The land of Sanginesio, known over the centuries for being a center of culture and a place dedicated to the education of the new generations, pays homage to the great poet and father of the Italian language, Dante Alighieri (Florence 1265 Ravenna 1321), also with this small exhibition that is inspired by his major work in the vernacular.
The Divine Comedy has been the subject of study for seven centuries and, with his almost cinematographic figurative language that transforms theological concepts into symbols and images of immediate visual grasp, it influences the imagination of readers and feeds the imagination of artists in the composition of works intended for popular devotion.
This imaginative heritage that has innervated the culture of the Middle Ages, after the interlude of serene humanistic classicism, the day after the Council of Trent (1545-1563) returns overbearing in the canons and precepts of the Catholic Counter-Reformation propagated by various means, not excluded the pictorial works destined to represent the new confessional needs of the Rome of the Popes.
With the focus on details, that escape the overall vision of the pictorial evidence of the Sanginesino heritage, it is intended to illustrate the impact of Dante's figurative invention of the Divine Comedy on some painters from different backgrounds who contribute to the ornamentation of local churches.

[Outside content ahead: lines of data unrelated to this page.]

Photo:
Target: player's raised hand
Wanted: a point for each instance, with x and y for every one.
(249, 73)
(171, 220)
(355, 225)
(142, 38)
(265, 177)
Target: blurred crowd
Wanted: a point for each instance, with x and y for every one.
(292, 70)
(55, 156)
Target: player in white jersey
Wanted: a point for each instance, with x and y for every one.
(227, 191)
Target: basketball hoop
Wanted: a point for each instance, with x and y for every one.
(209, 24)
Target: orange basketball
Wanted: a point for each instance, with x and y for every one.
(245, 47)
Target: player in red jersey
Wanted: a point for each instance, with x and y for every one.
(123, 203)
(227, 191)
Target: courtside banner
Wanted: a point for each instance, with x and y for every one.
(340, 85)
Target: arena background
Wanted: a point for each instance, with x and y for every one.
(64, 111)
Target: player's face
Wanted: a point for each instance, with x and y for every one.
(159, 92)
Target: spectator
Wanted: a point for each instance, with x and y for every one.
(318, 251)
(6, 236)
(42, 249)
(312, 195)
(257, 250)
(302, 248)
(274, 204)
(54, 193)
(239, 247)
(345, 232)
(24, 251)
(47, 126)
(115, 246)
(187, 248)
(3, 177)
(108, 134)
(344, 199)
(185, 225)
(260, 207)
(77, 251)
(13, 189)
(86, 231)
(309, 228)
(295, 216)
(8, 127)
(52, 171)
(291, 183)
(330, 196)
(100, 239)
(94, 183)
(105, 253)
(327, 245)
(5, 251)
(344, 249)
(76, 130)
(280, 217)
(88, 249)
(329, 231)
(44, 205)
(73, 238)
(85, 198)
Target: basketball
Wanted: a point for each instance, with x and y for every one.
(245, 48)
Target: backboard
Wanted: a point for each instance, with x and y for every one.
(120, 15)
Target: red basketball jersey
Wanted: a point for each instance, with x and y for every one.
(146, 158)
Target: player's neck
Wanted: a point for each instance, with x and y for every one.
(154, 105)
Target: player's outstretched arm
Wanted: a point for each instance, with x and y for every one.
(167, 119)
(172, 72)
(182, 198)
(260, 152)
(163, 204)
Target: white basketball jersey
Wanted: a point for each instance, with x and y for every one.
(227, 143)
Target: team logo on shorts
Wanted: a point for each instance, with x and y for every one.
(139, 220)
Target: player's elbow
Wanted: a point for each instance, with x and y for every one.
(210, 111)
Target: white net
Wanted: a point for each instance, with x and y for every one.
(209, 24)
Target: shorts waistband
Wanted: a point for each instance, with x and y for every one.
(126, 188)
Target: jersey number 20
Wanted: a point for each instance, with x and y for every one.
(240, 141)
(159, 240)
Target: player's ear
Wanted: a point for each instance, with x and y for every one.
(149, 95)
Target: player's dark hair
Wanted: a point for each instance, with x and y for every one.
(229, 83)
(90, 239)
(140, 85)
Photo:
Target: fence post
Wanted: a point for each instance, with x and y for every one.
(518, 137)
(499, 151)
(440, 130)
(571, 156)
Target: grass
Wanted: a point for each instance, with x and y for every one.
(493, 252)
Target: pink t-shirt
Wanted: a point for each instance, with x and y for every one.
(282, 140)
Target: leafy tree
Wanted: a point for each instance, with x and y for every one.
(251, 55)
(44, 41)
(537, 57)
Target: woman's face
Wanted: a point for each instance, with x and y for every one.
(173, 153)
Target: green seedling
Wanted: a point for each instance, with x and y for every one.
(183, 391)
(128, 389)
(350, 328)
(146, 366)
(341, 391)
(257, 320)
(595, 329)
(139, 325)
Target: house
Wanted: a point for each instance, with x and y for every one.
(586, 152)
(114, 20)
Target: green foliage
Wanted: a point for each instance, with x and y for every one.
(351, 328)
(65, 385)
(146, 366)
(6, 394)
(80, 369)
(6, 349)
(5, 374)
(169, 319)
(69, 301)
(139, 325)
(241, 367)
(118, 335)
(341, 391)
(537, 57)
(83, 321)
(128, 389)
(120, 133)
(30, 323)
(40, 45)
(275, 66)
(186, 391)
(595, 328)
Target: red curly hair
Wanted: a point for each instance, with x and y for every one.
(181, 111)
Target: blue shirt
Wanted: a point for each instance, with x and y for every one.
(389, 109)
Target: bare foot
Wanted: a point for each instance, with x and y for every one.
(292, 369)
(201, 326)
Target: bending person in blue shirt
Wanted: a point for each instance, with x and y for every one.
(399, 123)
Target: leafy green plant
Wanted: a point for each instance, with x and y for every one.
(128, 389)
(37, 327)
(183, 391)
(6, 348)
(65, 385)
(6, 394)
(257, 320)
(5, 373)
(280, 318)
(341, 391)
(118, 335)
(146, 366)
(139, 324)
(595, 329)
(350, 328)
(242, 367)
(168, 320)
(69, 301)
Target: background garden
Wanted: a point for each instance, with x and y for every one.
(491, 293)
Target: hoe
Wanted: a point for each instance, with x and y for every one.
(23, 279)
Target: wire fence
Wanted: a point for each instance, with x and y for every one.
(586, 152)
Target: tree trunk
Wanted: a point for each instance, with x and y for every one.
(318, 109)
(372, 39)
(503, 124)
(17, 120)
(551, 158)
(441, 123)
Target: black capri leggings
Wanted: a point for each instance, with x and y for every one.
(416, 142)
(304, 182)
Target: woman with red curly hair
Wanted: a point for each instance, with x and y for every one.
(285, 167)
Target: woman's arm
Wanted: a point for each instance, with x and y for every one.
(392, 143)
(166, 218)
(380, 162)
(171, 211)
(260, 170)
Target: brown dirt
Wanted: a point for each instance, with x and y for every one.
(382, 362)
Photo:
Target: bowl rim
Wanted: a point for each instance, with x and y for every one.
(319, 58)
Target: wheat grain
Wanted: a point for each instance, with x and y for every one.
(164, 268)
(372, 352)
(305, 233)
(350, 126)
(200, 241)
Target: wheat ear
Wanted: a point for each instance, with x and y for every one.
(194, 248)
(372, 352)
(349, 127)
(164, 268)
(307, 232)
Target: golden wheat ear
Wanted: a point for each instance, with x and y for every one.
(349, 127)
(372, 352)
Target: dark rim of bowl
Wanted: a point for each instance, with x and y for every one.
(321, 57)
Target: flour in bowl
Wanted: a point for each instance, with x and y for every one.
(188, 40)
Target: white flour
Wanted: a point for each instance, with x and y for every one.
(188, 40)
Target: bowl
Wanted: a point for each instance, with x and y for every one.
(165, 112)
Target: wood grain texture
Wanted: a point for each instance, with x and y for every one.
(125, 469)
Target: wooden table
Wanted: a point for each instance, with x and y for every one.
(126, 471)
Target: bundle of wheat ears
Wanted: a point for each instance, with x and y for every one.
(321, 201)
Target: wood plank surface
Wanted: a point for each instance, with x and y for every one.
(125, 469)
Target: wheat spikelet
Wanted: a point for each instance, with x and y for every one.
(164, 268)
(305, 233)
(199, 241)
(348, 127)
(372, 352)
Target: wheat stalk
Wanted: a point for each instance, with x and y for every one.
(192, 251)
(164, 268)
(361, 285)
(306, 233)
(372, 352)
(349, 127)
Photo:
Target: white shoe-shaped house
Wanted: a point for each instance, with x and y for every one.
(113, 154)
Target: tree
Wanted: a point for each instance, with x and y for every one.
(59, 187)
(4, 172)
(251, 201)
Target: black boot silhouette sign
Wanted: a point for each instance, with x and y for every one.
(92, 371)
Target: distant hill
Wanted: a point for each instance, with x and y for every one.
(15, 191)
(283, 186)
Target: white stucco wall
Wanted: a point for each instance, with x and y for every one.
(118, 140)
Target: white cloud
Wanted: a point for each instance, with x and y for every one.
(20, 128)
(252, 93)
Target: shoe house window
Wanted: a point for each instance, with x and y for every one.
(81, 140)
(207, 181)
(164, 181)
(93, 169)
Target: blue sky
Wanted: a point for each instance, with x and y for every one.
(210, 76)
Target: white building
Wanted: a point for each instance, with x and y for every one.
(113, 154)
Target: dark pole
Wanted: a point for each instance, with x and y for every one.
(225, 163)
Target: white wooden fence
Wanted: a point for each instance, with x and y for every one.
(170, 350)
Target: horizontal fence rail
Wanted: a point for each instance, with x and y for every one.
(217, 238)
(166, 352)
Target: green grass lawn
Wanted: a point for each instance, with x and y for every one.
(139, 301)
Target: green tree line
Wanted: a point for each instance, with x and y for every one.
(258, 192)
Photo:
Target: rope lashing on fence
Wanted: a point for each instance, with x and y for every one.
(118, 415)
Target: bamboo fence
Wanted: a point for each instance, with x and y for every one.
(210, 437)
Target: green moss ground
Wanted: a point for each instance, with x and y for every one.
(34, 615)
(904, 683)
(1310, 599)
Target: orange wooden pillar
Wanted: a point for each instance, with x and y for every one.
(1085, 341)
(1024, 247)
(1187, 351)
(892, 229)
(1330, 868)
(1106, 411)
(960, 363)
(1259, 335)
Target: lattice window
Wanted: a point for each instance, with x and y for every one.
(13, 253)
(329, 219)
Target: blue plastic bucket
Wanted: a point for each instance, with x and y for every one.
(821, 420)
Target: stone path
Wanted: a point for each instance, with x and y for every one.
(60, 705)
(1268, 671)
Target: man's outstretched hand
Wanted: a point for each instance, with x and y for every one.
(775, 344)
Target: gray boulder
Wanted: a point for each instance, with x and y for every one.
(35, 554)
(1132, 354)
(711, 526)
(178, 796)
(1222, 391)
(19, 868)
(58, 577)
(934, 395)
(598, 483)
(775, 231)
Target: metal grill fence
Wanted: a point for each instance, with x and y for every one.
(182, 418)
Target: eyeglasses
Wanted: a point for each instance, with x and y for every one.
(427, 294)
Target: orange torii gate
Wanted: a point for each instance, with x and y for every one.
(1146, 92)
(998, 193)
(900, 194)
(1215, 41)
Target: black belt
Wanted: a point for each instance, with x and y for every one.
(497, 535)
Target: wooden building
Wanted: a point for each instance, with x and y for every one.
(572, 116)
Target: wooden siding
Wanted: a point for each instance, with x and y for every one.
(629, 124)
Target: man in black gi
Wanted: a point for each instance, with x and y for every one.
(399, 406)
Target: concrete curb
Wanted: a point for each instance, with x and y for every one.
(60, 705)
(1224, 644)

Therefore the devils flying archers are emphasized, souls awaiting eternal salvation and angelic hierarchies, in an attempt to approach the language of the various artists with the angelic creatures of evil and good, executors of the divine will in the three canticles of Hell, of Purgatory and Paradise.
The homage to Dante thus becomes functional to the promotion of the works themselves, even more so in a circumstance like this of the earthquake that, made all the sacred buildings of the Borgo uninhabitable, prevents the use of the cited works, mostly donated in the past by the generous community, and now placed in the major churches where they are kept thanks to the diligence of their priests.
The dutiful homage to Dante Alighieri is completed by a limited presentation of various editions of works and biographies from the San Ginesio Municipal Library together with some didactic manual or guide to the study of his works., texts from the former local Reading Center and collected in the past for the use of teachers of the pre-internet generation.